Love rice? You can eat and still maintain a healthy weight!
Who doesn’t like a comforting plateful of kadhi rice, rajma chawal or plain dal-chawal? It’s a favorite with so many Indians from North India. But wait, the South and the East love their rice with equal fervor, if not more. Be it fish curry rice, sambhar rice or Hyderabadi biryani, rice is consumed across the country in hundreds of different lip-smacking ways. But of late, rice has got a bit of a reputation for being an ‘unhealthy’ grain, there is a perception that eating rice will make you put on weight.
‘Want to lose weight? Cut down rice from your diet!’
For someone who wants to lose weight, this is the first advice he or she may get. But, how true is that? This staple food of lakhs of Indians has been around for centuries and is an integral part of the cuisine of this country. So how did it become unhealthy? Let's find out.
When rice is harvested it comes with an outer covering called the bran. The outer layer's main job is to protect the rice grains in the growing season. Once harvested, rice is taken through the process of hulling where most of the indigestible parts of the hull are separated. What remains is whole brown rice that still contains most of its nutrients. It is when this rice is taken for polishing that it becomes white and shiny.
All the nutrients present in the rice along with fibre are lost when it is polished. It is a refined cereal and is consumed more as it makes for lighter food.
Different types of rice contain different amounts of starch, which affects their texture and digestibility. Rice that does not stick together after cooking is high in amylose, while sticky rice is generally high in amylopectin. Because of these variations in starch composition, different types of rice can have different health effects.
Calories and weight
Weight gain occurs when the number of calories you consume exceeds the amount used as fuel for your activities and metabolism. Virtually rice grows fat, just like any other food if it is eaten in excess – more than required by your body.
On average, a man needs around 2,500kcal a day to maintain his weight. For a woman, the calorie count is around 2,000kcal a day. These values can vary depending on your age, metabolism, and levels of physical activity.

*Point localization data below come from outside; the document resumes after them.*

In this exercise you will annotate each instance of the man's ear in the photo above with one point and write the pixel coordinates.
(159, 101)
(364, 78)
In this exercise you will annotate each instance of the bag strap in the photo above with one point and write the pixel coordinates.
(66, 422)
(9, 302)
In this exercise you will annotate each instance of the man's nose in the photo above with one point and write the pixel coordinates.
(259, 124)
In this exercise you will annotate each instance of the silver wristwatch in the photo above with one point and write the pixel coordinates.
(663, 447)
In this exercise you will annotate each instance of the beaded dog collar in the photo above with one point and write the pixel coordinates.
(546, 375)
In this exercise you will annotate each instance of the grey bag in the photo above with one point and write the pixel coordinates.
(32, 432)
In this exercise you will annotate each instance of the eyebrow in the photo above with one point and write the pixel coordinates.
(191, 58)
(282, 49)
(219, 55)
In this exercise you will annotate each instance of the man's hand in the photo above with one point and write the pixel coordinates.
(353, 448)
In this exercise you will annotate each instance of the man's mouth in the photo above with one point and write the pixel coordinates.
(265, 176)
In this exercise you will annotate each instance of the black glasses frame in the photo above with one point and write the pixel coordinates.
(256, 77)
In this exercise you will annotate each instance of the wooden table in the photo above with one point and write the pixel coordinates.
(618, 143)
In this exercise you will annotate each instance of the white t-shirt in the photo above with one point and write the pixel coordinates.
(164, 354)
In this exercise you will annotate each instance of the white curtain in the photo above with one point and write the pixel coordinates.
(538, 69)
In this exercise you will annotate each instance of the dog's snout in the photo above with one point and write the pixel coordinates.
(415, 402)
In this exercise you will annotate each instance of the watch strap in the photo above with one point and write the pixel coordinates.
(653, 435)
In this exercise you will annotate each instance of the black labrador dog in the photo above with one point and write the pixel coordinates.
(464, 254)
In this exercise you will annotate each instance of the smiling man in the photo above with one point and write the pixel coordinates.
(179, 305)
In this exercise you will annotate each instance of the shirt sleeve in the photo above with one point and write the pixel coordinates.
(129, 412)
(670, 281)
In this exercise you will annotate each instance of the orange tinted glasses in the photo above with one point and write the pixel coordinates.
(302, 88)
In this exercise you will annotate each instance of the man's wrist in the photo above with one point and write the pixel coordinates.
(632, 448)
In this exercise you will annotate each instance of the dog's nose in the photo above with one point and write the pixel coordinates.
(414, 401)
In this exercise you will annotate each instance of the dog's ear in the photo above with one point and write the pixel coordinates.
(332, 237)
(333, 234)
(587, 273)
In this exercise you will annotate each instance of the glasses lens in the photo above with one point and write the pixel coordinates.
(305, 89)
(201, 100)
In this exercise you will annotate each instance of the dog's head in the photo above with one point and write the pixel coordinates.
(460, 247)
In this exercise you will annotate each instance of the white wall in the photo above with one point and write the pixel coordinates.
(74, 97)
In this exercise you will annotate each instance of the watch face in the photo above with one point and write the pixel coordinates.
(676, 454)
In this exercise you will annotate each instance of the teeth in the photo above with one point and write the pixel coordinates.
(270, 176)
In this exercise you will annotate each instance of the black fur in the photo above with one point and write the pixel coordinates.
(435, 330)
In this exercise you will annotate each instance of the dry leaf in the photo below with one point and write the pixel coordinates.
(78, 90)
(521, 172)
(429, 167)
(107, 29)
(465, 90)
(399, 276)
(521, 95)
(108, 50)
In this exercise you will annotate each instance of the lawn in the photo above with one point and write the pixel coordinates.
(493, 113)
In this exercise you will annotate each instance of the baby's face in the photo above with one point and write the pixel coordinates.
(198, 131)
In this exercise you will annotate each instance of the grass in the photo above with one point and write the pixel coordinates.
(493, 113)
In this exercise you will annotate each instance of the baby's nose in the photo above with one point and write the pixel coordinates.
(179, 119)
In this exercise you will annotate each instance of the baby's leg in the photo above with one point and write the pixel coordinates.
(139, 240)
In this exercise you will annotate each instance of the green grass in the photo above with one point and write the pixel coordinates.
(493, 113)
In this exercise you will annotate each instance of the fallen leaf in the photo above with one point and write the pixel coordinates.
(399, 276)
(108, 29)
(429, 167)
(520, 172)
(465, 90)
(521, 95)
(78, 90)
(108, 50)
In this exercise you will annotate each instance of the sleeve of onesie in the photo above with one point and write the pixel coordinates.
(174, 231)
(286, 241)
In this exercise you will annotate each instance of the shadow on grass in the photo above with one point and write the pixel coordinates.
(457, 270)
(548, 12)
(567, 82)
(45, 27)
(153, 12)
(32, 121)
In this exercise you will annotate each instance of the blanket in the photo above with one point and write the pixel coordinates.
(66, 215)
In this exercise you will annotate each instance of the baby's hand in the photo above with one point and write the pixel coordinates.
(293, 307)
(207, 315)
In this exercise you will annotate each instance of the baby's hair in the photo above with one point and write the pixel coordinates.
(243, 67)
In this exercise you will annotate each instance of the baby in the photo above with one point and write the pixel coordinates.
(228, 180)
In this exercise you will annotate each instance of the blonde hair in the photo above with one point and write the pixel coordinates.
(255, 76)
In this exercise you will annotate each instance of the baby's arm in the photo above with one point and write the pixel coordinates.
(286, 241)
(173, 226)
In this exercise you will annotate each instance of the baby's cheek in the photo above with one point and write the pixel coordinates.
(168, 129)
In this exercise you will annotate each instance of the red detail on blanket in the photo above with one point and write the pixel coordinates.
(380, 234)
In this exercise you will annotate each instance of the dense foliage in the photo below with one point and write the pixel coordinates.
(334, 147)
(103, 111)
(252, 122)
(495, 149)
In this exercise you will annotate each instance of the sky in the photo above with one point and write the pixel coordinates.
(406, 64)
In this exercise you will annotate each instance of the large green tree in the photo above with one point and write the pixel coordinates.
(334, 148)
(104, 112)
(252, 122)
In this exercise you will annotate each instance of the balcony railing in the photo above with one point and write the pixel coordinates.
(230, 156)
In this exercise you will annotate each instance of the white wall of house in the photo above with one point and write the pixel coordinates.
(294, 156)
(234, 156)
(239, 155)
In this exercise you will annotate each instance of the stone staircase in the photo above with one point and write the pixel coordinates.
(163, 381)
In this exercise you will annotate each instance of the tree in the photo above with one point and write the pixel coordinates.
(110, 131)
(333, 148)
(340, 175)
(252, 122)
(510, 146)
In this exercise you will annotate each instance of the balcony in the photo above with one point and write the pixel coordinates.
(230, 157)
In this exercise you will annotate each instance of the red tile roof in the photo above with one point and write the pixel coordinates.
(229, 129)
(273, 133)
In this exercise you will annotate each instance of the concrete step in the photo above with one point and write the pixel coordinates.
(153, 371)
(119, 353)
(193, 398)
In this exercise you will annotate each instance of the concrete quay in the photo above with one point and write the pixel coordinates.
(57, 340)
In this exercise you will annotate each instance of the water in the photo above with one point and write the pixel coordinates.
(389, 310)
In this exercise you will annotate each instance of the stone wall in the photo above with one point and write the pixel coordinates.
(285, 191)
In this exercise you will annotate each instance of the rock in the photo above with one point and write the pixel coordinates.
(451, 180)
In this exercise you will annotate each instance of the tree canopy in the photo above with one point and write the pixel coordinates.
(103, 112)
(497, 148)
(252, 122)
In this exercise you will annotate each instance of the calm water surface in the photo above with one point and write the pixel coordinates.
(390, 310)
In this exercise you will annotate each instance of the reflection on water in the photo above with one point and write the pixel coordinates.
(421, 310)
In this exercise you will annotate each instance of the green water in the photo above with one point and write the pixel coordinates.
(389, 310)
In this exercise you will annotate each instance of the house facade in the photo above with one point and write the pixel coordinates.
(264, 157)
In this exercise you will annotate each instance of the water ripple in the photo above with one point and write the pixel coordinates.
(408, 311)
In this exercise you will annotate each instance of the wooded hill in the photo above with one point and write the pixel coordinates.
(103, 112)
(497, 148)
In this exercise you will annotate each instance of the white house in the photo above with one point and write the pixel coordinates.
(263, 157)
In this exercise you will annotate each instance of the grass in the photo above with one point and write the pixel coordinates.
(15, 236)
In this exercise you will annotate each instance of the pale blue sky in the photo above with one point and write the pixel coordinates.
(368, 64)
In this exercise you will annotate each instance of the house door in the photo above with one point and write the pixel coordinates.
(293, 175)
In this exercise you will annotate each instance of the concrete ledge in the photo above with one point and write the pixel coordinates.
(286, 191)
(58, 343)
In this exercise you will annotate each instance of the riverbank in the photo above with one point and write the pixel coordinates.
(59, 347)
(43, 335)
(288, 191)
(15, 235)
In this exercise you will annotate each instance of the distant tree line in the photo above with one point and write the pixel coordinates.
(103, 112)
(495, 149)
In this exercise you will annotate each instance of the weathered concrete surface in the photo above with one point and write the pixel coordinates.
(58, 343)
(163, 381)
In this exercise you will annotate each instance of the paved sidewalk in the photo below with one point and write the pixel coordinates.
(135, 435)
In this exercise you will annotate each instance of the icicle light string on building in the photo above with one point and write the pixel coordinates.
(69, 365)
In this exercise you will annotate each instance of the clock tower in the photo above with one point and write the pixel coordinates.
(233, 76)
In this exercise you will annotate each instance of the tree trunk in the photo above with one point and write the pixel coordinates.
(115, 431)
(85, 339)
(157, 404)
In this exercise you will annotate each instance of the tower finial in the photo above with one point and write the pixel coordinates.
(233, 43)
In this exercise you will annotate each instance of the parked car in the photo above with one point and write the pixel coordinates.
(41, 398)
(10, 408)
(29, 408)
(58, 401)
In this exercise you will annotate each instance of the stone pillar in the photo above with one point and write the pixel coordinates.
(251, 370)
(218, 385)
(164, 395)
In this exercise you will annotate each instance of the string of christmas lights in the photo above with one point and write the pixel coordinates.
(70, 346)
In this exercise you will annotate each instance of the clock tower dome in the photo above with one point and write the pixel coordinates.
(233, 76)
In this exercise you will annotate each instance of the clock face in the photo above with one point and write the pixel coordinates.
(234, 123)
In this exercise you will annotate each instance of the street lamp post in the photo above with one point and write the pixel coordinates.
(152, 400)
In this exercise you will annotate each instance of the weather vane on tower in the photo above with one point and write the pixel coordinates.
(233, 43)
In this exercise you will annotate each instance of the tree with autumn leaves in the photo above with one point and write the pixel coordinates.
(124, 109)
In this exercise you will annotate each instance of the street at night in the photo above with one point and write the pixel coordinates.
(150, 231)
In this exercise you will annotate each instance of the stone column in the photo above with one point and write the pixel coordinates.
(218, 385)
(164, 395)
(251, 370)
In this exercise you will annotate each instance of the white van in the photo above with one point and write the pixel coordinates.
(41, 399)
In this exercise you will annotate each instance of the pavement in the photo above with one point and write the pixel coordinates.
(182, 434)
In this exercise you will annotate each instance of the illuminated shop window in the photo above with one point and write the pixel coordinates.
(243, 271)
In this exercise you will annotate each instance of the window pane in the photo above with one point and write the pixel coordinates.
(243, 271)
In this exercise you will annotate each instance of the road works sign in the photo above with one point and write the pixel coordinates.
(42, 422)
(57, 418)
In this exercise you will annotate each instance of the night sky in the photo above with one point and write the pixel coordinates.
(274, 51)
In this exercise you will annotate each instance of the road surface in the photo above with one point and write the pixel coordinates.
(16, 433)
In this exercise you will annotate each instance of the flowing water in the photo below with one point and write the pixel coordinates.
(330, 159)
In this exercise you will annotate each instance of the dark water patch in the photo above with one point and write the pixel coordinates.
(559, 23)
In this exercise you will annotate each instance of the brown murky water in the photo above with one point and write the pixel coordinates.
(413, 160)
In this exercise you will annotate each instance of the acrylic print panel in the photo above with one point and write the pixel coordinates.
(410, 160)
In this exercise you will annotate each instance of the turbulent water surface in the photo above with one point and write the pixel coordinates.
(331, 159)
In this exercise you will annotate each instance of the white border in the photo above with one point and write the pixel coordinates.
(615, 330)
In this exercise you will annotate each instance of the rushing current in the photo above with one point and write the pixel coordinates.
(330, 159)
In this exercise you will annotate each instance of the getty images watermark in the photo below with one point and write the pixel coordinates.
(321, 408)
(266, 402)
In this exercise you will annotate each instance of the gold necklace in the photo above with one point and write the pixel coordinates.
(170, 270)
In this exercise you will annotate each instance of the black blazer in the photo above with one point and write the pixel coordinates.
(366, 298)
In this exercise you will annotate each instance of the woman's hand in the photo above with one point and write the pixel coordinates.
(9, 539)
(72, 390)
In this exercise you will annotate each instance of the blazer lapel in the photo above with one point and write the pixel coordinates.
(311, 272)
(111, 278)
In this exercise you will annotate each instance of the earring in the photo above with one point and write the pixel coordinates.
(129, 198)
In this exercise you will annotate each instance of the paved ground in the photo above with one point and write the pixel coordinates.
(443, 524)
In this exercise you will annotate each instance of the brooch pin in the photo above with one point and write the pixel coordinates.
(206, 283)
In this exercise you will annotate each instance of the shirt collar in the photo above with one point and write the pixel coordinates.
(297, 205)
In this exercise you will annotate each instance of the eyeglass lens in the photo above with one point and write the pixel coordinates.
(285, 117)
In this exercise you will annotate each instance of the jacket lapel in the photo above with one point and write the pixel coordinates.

Therefore, to find out if rice can make you fat, check for calories you are gaining from rice.
Nutritional value of rice
100 gms of cooked white rice contains 130 calories, 29 gms carbs, nil fiber, 2 gms of protein, nil fat. Whereas, 100 gms of brown rice contains 112 calories, 24 gms of carbs, 2 gm of fiber, 2 gms of protein and 1 gm of fat.
How much rice should you eat every day?
Recommending the portion size of rice per day depends on the total calorie requirement for the day. There is no fixed amount that one should be eating daily. However, in case, you are worried that you could be gaining weight due to rice you can follow the ‘Plate Principle’ - Take quarter plate of rice and fill up the remaining part with vegetables, lentils and other nutritive foods for a healthy diet. Remember, what you consume with your rice is equally important, so ensure that your plate is piled up with plenty of vegetables, lentils and pulses such as bengal gram, green gram, black gram.
The bottom line
If you love rice, you’ll be happy to learn that experts don’t recommend cutting it out of your diets permanently. A balanced diet with the right kind of rice is important. If you eat white rice regularly, make sure you eat it in controlled portions and along with adequate amounts of veggies and other sources of proteins.